# Win ME -> Win XP drucken geht nicht



## andyK (1. Februar 2005)

Hallo,

ich habe auf meinem Desktop PC Windows XP Professional mit SP 2 laufen und auf dem Laptop noch Windows ME. 
Beide sind normal mit einem Netzwerkkabel verbunden und ich kann auch von beiden auf den jeweils anderen zugreifen.

Das einzige, was nicht geht, ist das Drucken. Am Desktop ist ein USB Drucker angeschlossen, welcher auch freigegeben ist. Auch habe ich zusätzliche Treiber für 98/ME installiert. Die Firewall blockt auch nichts.
Auf dem Laptop habe ich einen neuen Netzwerkdrucker installiert.
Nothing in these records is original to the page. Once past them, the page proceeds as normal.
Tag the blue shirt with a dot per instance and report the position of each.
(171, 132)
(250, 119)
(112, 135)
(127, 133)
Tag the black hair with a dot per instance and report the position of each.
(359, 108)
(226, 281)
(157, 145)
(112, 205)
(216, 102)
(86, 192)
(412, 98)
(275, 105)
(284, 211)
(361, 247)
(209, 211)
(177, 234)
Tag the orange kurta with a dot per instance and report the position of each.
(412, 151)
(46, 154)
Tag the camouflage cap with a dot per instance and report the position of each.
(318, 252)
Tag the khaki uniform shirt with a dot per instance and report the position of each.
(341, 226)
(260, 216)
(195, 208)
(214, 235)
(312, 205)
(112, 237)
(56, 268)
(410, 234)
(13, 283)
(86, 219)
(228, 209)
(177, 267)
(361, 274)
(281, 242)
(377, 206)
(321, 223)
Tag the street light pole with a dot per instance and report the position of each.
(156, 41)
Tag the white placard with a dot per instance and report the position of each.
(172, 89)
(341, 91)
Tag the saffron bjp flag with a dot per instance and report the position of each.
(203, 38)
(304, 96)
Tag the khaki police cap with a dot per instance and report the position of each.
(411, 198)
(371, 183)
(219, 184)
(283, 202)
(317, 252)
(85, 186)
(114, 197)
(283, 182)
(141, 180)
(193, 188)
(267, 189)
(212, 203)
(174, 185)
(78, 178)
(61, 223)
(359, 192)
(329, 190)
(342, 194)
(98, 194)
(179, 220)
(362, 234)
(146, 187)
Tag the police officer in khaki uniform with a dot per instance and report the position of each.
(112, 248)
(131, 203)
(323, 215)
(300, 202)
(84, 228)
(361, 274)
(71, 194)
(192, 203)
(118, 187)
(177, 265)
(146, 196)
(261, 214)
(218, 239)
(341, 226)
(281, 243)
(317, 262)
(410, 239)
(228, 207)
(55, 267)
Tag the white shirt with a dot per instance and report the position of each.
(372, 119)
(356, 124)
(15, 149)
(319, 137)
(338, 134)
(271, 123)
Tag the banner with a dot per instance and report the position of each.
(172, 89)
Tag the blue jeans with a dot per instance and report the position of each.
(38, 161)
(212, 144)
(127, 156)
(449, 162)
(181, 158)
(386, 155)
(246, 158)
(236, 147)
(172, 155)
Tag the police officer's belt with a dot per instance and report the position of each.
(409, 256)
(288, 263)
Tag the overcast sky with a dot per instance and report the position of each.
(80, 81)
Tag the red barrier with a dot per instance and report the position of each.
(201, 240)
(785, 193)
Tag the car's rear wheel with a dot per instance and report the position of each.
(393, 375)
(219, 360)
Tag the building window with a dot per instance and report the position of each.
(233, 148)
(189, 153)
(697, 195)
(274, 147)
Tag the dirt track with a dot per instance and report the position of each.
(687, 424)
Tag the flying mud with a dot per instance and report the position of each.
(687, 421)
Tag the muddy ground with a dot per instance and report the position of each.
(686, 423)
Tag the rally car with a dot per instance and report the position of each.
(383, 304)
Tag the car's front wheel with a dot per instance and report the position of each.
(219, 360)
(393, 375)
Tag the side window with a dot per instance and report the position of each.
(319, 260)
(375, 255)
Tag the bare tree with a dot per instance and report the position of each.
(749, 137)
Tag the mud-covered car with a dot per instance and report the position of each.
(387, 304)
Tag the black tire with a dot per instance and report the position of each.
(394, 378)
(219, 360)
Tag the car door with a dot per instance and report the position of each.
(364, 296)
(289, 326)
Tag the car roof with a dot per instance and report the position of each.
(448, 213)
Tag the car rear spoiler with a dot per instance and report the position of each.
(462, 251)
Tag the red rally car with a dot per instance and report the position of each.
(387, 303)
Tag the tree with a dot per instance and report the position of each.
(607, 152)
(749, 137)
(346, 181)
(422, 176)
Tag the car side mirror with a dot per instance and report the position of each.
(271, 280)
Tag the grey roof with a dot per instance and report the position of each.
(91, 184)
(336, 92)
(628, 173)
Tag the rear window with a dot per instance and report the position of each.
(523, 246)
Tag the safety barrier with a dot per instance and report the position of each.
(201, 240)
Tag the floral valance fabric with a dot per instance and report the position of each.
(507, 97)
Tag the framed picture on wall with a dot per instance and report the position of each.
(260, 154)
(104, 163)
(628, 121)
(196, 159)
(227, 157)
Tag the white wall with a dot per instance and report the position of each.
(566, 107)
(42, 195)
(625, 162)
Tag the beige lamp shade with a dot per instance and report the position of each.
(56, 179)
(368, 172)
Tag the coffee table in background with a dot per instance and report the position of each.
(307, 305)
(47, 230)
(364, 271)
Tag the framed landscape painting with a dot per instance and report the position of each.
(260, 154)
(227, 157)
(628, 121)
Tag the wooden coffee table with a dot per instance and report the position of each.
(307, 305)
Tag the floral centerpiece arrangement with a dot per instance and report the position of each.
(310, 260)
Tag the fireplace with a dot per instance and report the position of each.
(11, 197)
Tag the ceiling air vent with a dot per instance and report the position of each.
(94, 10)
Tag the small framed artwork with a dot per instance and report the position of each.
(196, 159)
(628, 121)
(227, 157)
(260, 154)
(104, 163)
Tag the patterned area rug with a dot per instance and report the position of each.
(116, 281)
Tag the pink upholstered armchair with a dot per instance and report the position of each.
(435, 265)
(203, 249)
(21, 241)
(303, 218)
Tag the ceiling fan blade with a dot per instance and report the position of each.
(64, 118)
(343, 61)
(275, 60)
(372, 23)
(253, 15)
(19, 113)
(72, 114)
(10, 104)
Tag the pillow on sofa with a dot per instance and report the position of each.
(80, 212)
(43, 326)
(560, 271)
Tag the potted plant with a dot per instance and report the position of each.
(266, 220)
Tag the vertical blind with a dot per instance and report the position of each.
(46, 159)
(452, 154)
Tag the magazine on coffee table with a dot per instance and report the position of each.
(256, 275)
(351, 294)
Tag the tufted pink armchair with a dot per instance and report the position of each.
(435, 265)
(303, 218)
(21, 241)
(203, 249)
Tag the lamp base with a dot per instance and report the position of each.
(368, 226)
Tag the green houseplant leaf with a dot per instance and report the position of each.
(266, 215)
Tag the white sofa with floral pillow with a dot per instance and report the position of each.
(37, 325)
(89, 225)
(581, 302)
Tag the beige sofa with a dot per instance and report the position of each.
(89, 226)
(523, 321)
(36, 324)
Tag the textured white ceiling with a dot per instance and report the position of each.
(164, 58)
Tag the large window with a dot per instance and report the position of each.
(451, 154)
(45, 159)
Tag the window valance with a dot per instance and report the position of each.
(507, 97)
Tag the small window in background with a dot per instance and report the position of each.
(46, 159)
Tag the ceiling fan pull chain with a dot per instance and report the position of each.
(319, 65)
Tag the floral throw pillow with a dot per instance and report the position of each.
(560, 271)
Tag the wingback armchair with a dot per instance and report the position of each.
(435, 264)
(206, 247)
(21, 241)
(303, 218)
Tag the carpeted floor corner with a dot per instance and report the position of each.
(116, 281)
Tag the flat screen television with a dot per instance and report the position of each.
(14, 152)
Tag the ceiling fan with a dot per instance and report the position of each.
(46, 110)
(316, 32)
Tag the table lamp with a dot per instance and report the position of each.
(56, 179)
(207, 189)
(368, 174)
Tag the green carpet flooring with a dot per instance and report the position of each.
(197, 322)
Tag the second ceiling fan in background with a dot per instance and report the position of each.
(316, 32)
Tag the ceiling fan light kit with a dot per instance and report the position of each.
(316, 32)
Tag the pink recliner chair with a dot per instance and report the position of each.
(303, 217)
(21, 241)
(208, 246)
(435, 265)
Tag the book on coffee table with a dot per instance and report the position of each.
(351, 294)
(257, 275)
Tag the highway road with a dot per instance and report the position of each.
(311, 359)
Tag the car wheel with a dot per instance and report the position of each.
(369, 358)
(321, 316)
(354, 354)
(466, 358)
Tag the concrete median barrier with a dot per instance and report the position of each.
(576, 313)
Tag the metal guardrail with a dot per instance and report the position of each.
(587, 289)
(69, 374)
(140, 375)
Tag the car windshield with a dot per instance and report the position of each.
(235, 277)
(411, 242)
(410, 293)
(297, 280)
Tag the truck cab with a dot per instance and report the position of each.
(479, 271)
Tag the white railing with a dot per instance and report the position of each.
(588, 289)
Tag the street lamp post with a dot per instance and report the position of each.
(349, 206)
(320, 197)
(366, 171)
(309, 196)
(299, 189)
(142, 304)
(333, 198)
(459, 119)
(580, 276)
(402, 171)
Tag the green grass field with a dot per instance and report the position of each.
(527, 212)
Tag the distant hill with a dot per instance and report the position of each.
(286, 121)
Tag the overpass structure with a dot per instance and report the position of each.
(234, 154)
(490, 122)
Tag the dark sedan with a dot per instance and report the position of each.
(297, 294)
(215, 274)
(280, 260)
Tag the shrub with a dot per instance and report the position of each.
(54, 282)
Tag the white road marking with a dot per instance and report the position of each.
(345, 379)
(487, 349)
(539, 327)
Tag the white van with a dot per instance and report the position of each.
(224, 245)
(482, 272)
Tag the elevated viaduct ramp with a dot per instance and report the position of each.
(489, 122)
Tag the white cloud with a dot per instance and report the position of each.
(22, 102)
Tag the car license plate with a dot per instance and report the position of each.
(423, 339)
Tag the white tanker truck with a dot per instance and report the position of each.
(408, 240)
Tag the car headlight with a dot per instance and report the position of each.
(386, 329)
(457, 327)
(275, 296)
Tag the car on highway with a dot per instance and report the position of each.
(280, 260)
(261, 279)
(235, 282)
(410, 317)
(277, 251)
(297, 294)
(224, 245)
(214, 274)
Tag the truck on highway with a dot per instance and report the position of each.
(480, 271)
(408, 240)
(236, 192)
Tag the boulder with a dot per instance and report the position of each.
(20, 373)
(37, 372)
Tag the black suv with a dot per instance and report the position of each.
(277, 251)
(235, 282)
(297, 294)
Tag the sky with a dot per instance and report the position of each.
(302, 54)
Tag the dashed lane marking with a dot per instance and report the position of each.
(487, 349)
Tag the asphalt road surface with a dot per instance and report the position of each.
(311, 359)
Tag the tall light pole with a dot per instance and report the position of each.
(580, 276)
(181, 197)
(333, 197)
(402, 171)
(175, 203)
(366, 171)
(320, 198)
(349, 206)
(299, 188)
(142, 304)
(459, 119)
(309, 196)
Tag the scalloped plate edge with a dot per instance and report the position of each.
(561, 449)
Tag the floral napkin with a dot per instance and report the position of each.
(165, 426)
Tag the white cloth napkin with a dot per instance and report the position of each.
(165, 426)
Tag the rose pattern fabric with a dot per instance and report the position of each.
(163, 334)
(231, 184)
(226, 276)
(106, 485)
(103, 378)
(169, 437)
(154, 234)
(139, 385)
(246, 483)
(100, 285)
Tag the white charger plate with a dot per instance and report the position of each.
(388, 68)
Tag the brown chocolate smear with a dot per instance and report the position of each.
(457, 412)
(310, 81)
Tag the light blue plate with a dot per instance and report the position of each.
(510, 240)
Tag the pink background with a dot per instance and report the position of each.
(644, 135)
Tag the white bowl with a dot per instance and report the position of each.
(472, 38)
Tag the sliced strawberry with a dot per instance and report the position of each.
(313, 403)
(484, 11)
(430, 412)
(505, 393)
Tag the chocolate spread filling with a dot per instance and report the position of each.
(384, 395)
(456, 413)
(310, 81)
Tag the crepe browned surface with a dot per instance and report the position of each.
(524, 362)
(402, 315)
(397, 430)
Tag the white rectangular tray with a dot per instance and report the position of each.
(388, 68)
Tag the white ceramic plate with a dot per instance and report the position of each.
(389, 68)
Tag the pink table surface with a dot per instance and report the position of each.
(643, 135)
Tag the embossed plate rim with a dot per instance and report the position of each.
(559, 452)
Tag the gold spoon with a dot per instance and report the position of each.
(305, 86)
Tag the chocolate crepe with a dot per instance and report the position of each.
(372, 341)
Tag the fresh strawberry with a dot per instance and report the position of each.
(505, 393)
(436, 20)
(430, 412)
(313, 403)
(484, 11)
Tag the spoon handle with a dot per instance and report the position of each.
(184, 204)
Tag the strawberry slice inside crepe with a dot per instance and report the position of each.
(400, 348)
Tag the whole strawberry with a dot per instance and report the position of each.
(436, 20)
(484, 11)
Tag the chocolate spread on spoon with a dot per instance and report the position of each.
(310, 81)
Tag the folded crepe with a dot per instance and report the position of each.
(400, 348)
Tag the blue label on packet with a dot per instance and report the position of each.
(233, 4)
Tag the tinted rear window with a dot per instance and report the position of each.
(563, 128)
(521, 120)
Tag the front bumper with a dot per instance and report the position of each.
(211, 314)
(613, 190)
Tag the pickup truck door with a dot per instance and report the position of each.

Will ich jetzt aber vom Laptop aus drucken, kommt die Fehlermeldung, dass irgendein Zugriffscode ungültig ist und der Drucker offline gestellt(?) wird.

Ich habe es einmal mit installiertem Teiber auf ME und einmal ohne probiert. Beides ohne Erfolg.
Wenn ich wenigstens auch nicht die Dateien des anderen PCs sehen würde, aber das geht ja alles.

Habt ihr Ideen?


----------